A Salvatore veniva difficile credere che in quel fattaccio fosse coinvolto il figlio della prima cugina di sua madre. Era sconvolto e poco incline a seguire i ragionamenti di Rocco e Marco. Salvatore non vedeva l’ora che si facesse buio per potersi recare alla grotta e incrociare lo sguardo dell’uomo in stato di segregazione, mantenendo così la promessa fatta.
Aveva tanta paura, nell’immaginario vedeva Peppe l’assassino che gli tirava un pugno in pieno volto facendolo precipitare nella valle dalle ripide pareti di arenaria, per poi finire sfracellato nell’impatto con il suolo.

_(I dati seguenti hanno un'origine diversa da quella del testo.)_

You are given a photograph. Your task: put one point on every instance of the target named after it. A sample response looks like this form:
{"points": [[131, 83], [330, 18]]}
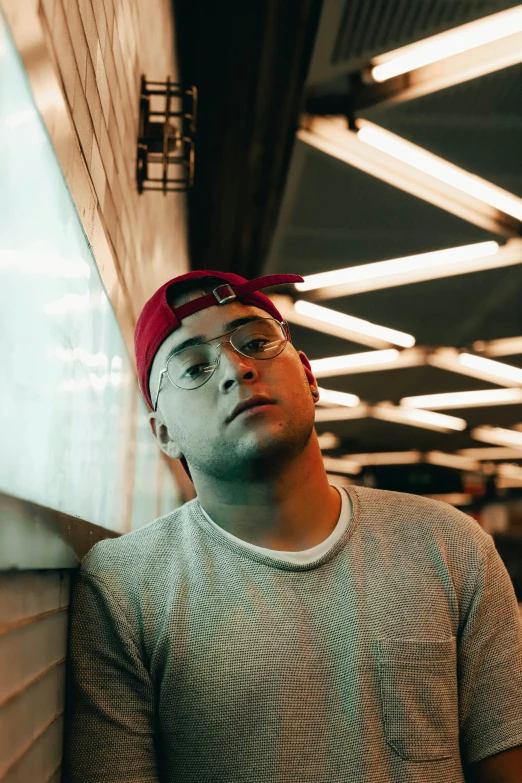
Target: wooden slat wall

Furono parecchie le volte che Salvatore si estraniò dalla discussione degli amici e Marco se ne era accorto. L’unico che stava attento a quanto diceva Rocco era Cosimo: temeva che inciampasse nell’errore di parlare della sua andata in caserma, deponendo male agli occhi della madre di Patrizia.
La madre della maestrina chiese scusa e sparì dietro la porta che dava dal bar all’abitazione.
In quell’occasione Cosimo, rivolgendosi a Rocco, disse: «Stai attento a non raccontare quanto ti è successo. Non tutti capiscono le cose. La signora è la madre della ragazza che tu ambisci di portare all’altare. Evita di dire fesserie, poiché andrebbe tutto a tuo svantaggio.»
Rocco annuì, per la prima volta dimostrò di gradire un appunto.
Ricomparsa la madre di Patrizia, Rocco s’impose sui compagni e pagò il conto.
Una volta che i compagni guadagnarono l’uscita, Rocco s’intrattenne un attimo per domandare alla signora della figlia Patrizia.